SEB AB reduced its share of the Swedish mortgage market to 15.5 percent at the end of last year, from 16.2 percent at the end of 2014, according to Bloomberg calculations based on data from Statistics Sweden and SEB.
And with the Swedish central bank making clear it’s not afraid to drive rates even further below zero, the risk of continued imbalances in the housing market is hard to overlook. The Riksbank on Thursday lowered its main rate to minus 0.5 percent to revive inflation. It also warned that a failure on the part of the regulator to balance monetary easing with tougher macro-prudential measures “will further increase the risks” and “could ultimately be very costly for the national economy.”
At Fitch Ratings, the view is that “a house-price correction cannot be ruled out and we think that the trend of ever-rising house prices in Sweden, partly financed by increasing household indebtedness, could eventually create difficulties for households when interest rates rise or should unemployment increase,” according to a report on Thursday.
The latest central bank rate cut “risks fueling household indebtedness unless the banks maintain their underwriting standards and require households to at least partly amortize the loans,” the rating company said.
This month, SEB Chief Executive Officer Annika Falkengren said the bank’s mortgage sales have slowed down since the summer, with growth at roughly half the pace of the market. In the third quarter, she reassured investors by revealing that SEB had less exposure to residential mortgages and real estate than Swedish peers.
Every 10th customer applying for a mortgage at SEB in Sweden’s biggest cities exceeds the bank’s loan-to-income cap of 5 times annual income, Falkengren said last week.

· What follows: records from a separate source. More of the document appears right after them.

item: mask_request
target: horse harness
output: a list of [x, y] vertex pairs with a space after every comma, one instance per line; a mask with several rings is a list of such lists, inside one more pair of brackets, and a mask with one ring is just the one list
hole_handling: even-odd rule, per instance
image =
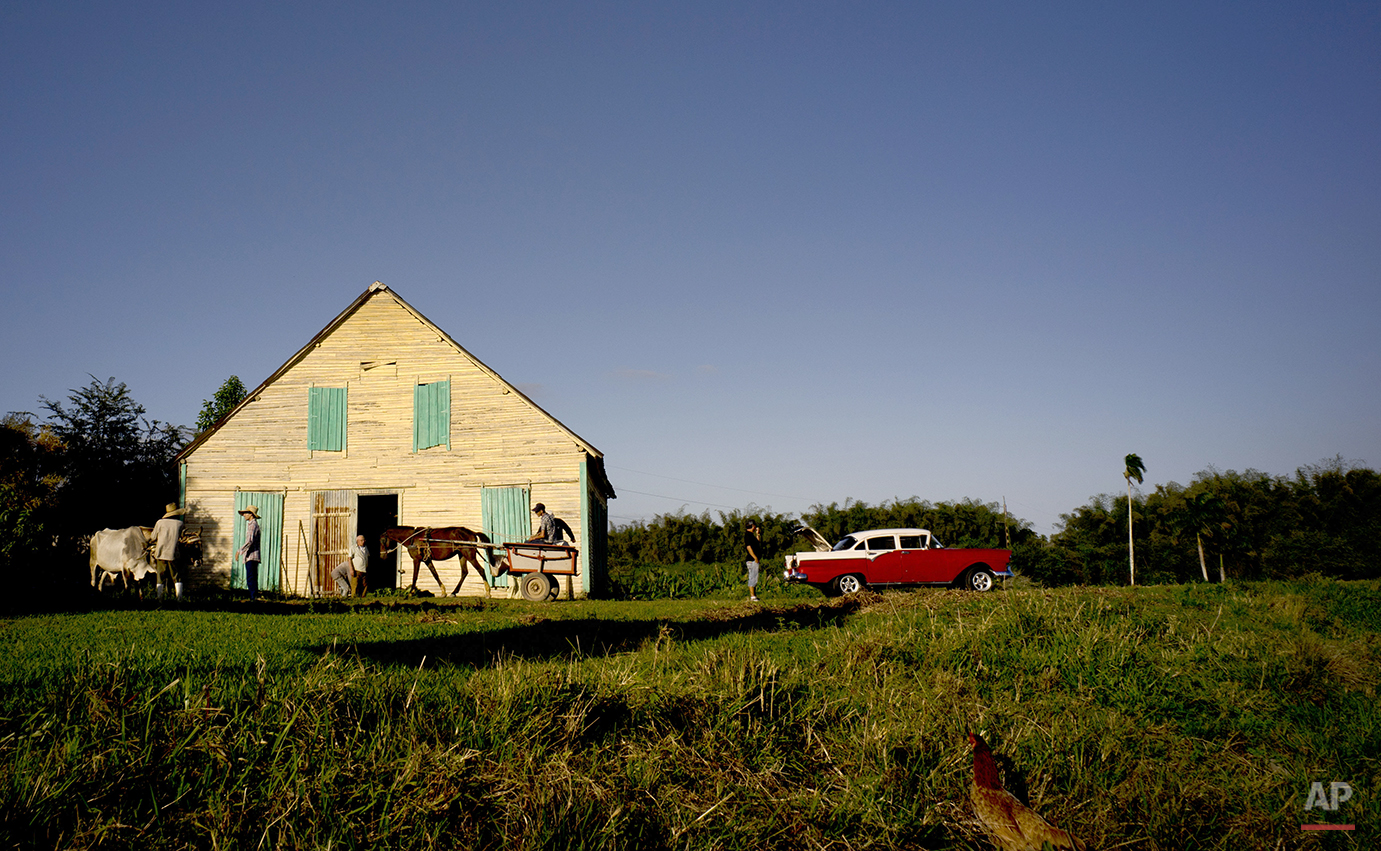
[[[385, 550], [384, 552], [380, 553], [380, 555], [391, 555], [392, 553], [397, 552], [402, 547], [407, 547], [409, 555], [411, 555], [411, 551], [415, 546], [417, 548], [417, 560], [422, 562], [430, 562], [432, 560], [433, 542], [438, 544], [446, 544], [451, 549], [456, 551], [463, 550], [466, 547], [478, 550], [482, 546], [476, 541], [452, 541], [443, 538], [433, 538], [431, 537], [432, 528], [433, 527], [431, 526], [423, 526], [417, 529], [415, 532], [413, 532], [411, 535], [408, 535], [403, 540], [396, 541], [392, 549]], [[422, 536], [420, 540], [418, 539], [419, 535]], [[490, 549], [492, 548], [493, 547], [490, 546]], [[445, 558], [450, 558], [450, 556], [445, 556]]]

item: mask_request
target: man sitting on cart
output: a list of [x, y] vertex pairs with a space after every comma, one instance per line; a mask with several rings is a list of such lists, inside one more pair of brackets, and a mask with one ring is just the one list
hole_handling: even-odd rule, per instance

With banks introducing stricter amortization rules ahead of new requirements this summer, more people are paying down their loans. At SEB, 98 percent of clients with new loans exceeding 70 percent of their property’s value now amortize, fourth-quarter results show.
Other Swedish banks’ market shares in the country’s housing market have also declined. Swedbank AB, Sweden’s largest mortgage lender, saw its share drop 0.7 point to 25 percent last year, according to Bloomberg’s calculations, while Nordea Bank AB’s fell 0.1 point to 15.4 percent. Svenska Handelsbanken AB was alone among Sweden’s biggest banks in keeping its share steady at 24.3 percent.